A failed police negotiator turned small town cop, must save the lives of a family held hostage, which draws him into a much more dangerous situation.

Bruce is BACK!!!

There will be no negotiation, Bruce Willis is back, back doing what he was born to do – run around looking worried whilst stylishly blowing baddies away and I for one am very happy!! Ever since Die Hard (incidentally my favourite film), Bruce Willis has been the ‘everyman’ action hero of choice. If you’re in a jam with serious bad-ass criminals, be it robbers, assassins or even intergalactic tyrants he’s the ‘the guy’ you’ll want on your side. So if you’re family were ever to be taken hostage by scumbags and it looked like gun play would be necessary, Bruce should be the only call you make.
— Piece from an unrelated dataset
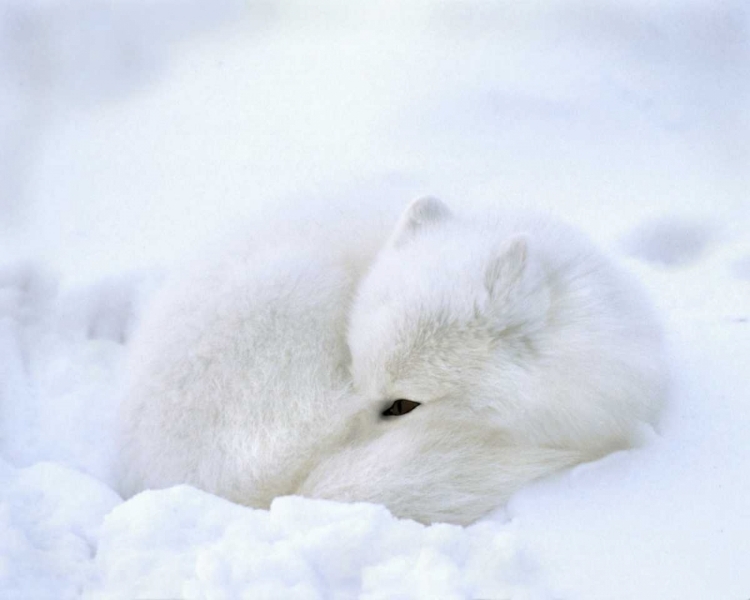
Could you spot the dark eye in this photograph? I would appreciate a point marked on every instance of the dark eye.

So here’s Hostage, the first English language film of hotshot French director Florent Siri. You might not have seen his last film ‘The Nest’ – it was a tense action thriller that covered similar themes (fear, mental suffering, empathy, cowardice). Anyway, Hostage is another deliciously dark tale of crime and retribution – you know how it goes – dumb but dangerous kids take family hostage, then realise that they may have gotten over their heads when it turns out that the dad is actually the accountant for a seriously shady bunch of crims. Bruce plays local Sheriff Jeff Talley who used to be a hostage negotiator but was dismissed for letting a young family get butchered by one of the kidnappers he failed to ‘talk down’.

Things get more complicated when the shady crims take Talley’s family hostage and force him to try and retrieve something from the under siege house. It’s a good set up but it wouldn’t have worked as just a standard Hollywood ‘production line’ action film. This is why Siri is directing – he’s definitely ‘one to watch’ because he lovingly creates a film that oozes style, brutal violence and has characters that you can’t help finding interesting.

Credit should go to most of the cast too, Foster delivers an iconic teen psycho, 17 year old Michelle Horn lives up to her name as the daughter in peril and Kevin ‘voice actor from Ewoks: The Battle for Endor’ Pollak is good as the dad.

But this is Bruce’s film and he should be proud of it, he should also work with Siri again if he gets chance as the guy is quality and I can’t wait to see what he does next!!